Biographie de l'auteur :
Balzac, de son vrai nom Balssa, est né à Tours en 1799. Délaissé par sa mère qui lui préfère son fils naturel Henri (auquel est dédié Le Bal de Sceaux), il devient pensionnaire au collège oratorien de Vendôme. À partir de 1814, il fait des études de droit. Mais à vingt ans, sûr de sa vocation littéraire, il s'installe à Paris, et vit dans une mansarde. Il rencontre Laure de Berny de vingt-deux ans son aînée, qui aura une influence décisive sur sa formation. En 1829, Balzac publie «Les Chouans» qui annonce une période de vingt années durant lesquelles il va produire plus de quatre-vingt-cinq romans, tout en menant une vie très active et mondaine. Il est reçu dans différents salons dont celui de Mme de Récamier. Au début de 1830, il donne «Scènes de la vie privée», un recueil de six nouvelles dont fait partie «Le Bal de Sceau»x, premier élément de «La Comédie Humaine», suivi de «La Duchesse de Langeais», du «Curé de Tours», du «Colonel Chabert»... 1832 voit le début de sa longue correspondance avec Mme Hanska. À partir de 1838, paraissent de nombreux romans dont «César Birotteau», le début des «Illusions perdues», la première partie de «Splendeurs et Misères des courtisanes», «Béatrix», «Le Curé de Village»... À la fin de 1841, Balzac met au point le plan de l'ambitieuse et inégalée «Comédie humaine» soutenu par quatre éditeurs et continue à publier : «Ursule Mirouet», «Modeste Mignon», «La Cousine Bette», «Le Cousin Pons»... Le 14 mars 1850, Balzac épouse enfin Mme Hanska mais il tombe gravement malade. Il meurt à Paris le 18 août 1850, et est enterré au Père Lachaise. Victor Hugo prononce l'éloge funèbre.

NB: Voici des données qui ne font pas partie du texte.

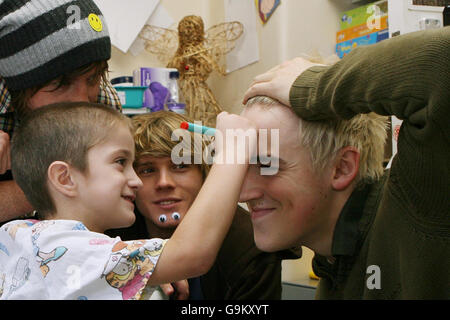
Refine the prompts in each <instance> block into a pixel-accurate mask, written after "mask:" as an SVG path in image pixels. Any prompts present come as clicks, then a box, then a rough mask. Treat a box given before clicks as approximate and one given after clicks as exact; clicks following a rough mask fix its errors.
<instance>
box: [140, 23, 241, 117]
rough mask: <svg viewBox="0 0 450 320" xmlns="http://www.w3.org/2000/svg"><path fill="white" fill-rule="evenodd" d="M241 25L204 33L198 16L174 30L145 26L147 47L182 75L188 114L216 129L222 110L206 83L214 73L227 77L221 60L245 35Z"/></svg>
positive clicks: (180, 74) (204, 30) (184, 98)
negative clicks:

Né à Paris le 14 mars 1909, André Pieyre de Mandiargues entreprend une licence de lettres, puis l'abandonne. Il s'intéresse à la civilisation étrusque, visite l'Europe et l'Orient méditerranéen et commence à écrire, sans parler à personne de cette activité. Pendant la guerre, il se retire à Monaco où il publie, en 1943, Dans les années sordides. Il rentre à Paris en 1945. Malgré ses affinités avec le groupe surréaliste, il ne participe à ses activités qu'après sa rencontre avec André Breton, en 1947. Passionné de peinture, il écrit des essais sur l'art, ancien et moderne. Poète, romancier, auteur dramatique, essayiste, André Pieyre de Mandiargues a reçu le prix Goncourt en 1967. Il est décédé en 1991.